ML Engineer Journey: Visual Quality Inspection System
Persona: Tomas Rivera, ML Engineer at Apex Manufacturing Goal: Deploy an automated visual inspection system for real-time defect detection on the production line Primary Workbenches: ML Workbench, Data Workbench, Pipeline Service Timeline: 8-week project from data preparation to edge deployment
Business Context
Apex Manufacturing currently relies on human inspectors at the end of each production line to identify surface defects on machined parts. Each inspector examines roughly 200 parts per shift using magnification and gauging tools. The process has three problems: it is slow (45 seconds per part), inconsistent (inspector agreement rate is only 82%), and expensive (2M in scrap from missed defects that reach customers).
Tomas Rivera's objective is to build and deploy a CNN-based visual inspection system that captures images of every part at line speed, classifies defects in real time, and routes rejected parts to rework stations automatically. The system must achieve > 97% accuracy with P99 inference latency under 200ms to keep pace with the production line.
Stage 1: Ingestion
Connecting Image Metadata
The camera system at each production line captures high-resolution images (4096x3072, 12MP) and stores them on a local NAS. Tomas does not ingest raw images into the platform -- instead, he ingests the metadata and labels, using the platform to manage the ML lifecycle while images remain on fast local storage accessible to training infrastructure.

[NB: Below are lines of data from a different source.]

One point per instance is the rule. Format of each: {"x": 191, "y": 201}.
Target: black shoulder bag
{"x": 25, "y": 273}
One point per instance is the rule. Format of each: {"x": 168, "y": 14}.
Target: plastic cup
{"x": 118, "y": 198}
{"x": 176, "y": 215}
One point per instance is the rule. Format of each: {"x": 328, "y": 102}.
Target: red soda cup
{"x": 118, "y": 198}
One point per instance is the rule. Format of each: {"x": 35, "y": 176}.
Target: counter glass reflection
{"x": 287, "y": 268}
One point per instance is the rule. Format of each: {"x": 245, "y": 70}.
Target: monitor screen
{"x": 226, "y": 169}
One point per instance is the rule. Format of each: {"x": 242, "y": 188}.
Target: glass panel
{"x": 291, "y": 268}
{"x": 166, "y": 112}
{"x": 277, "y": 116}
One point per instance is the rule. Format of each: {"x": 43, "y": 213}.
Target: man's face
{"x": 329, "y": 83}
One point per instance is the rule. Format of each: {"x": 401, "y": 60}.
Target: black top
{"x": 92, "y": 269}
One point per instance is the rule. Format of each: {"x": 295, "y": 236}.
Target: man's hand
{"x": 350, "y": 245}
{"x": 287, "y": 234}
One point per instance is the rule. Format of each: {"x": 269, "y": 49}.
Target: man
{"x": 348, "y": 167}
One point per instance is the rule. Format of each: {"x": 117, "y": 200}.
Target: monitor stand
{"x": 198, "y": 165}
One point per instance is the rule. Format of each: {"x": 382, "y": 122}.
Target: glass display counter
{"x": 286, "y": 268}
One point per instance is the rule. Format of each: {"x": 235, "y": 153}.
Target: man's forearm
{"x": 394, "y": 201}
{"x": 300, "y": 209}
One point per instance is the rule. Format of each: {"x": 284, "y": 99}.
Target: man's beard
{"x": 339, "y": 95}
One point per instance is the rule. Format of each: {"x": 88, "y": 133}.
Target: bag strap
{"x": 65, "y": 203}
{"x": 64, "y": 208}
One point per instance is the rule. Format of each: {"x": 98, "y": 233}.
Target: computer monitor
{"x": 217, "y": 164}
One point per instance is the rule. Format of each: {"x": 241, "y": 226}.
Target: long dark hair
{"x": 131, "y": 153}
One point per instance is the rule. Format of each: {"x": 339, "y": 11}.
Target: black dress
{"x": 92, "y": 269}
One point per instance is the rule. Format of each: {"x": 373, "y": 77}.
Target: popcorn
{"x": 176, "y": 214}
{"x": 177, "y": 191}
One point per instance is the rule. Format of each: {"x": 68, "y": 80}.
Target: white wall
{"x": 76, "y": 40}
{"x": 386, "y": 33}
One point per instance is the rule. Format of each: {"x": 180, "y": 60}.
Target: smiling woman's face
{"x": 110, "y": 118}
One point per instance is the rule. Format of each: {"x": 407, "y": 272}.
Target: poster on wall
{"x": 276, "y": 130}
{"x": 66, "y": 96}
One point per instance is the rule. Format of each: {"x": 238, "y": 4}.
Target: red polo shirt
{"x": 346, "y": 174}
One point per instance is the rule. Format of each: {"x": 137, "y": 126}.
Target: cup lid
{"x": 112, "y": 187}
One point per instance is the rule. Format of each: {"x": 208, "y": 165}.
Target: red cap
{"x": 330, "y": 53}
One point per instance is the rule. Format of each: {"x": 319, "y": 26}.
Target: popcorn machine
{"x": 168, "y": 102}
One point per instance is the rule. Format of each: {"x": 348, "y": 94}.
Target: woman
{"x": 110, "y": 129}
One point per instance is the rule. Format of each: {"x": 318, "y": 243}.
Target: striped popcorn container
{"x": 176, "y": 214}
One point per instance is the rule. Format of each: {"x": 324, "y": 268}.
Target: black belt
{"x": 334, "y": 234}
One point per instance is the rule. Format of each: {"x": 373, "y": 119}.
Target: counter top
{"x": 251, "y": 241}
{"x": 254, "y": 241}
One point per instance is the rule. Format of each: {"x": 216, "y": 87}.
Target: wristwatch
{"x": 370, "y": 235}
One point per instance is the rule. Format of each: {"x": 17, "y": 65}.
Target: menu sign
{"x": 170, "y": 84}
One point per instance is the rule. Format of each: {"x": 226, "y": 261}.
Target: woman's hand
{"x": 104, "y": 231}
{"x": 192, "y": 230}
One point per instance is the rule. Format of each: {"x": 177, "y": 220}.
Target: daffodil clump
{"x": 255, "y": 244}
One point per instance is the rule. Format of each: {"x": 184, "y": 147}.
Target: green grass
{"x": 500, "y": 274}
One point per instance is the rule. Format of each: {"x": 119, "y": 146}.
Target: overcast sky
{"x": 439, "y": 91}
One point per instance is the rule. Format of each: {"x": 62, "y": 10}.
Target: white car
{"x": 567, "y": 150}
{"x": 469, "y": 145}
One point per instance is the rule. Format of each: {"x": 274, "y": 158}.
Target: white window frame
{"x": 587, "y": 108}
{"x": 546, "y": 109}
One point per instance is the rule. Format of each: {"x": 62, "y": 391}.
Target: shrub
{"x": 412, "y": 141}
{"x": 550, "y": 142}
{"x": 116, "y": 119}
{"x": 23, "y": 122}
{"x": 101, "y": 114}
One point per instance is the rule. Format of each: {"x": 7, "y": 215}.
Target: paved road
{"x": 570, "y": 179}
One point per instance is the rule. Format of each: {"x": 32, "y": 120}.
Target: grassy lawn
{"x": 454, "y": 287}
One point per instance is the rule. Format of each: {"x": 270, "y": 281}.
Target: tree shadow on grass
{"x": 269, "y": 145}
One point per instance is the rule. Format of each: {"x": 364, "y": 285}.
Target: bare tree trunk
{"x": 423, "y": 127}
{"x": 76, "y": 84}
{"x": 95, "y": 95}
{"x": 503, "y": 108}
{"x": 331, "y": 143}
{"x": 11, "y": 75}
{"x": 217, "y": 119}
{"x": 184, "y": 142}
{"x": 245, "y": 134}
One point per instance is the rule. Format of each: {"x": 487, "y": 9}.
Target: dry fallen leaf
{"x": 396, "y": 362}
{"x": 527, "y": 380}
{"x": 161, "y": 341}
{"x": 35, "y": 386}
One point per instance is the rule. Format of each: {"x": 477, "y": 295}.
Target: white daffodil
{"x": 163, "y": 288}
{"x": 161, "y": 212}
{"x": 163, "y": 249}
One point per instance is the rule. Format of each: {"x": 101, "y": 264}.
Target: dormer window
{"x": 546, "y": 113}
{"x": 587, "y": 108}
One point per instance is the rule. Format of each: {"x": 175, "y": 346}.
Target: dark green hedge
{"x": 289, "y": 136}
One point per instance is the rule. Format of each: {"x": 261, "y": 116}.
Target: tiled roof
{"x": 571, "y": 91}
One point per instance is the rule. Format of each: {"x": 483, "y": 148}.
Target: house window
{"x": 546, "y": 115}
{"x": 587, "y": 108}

Image metadata ingestion configuration:
{
"source": {
"type": "postgresql",
"config": {
"host": "qms-db.apex.internal",
"database": "quality_vision",
"schema": "inspection",
"tables": [
"image_metadata",
"defect_annotations",
"inspection_results",
"camera_calibration"
]
}
},
"sync": {
"mode": "cdc_incremental",
"frequency": "every_15_minutes",
"cursor_field": "updated_at"
}
}Connected Data Sources
| Source | Type | Connector | Key Tables | Frequency |
|---|---|---|---|---|
| Quality Vision DB | PostgreSQL | Airbyte CDC | image_metadata, defect_annotations | Every 15 min |
| Quality Management System | PostgreSQL | Airbyte CDC | inspection_results, defect_taxonomy | Every 15 min |
| SAP ERP | PostgreSQL | Airbyte CDC | production_orders, product_specs | Every 15 min |
| Camera calibration logs | CSV Import | File Import | camera_config, lens_distortion_params | Monthly |
Data Volume Assessment
| Dataset | Volume | Growth Rate |
|---|---|---|
image_metadata | 250K records (6 months of history) | ~1,400 images/day (2 lines, 2 shifts) |
defect_annotations | 38K labeled defects across 22K images | ~200 new annotations/day |
inspection_results | 1M historical results (human inspector decisions) | ~1,400/day |
production_orders | 500K orders | ~300/day |
| Raw images (on NAS, not ingested) | 4.2 TB | ~18 GB/day |
Stage 2: Discovery
Mapping Quality-Related Assets
Tomas explores the data catalog in the Data Workbench to understand the quality data landscape:
Catalog: apex_manufacturing
└── quality/
├── image_metadata (250K rows)
│ ├── image_id (UUID, unique)
│ ├── production_order_id (FK to production_orders)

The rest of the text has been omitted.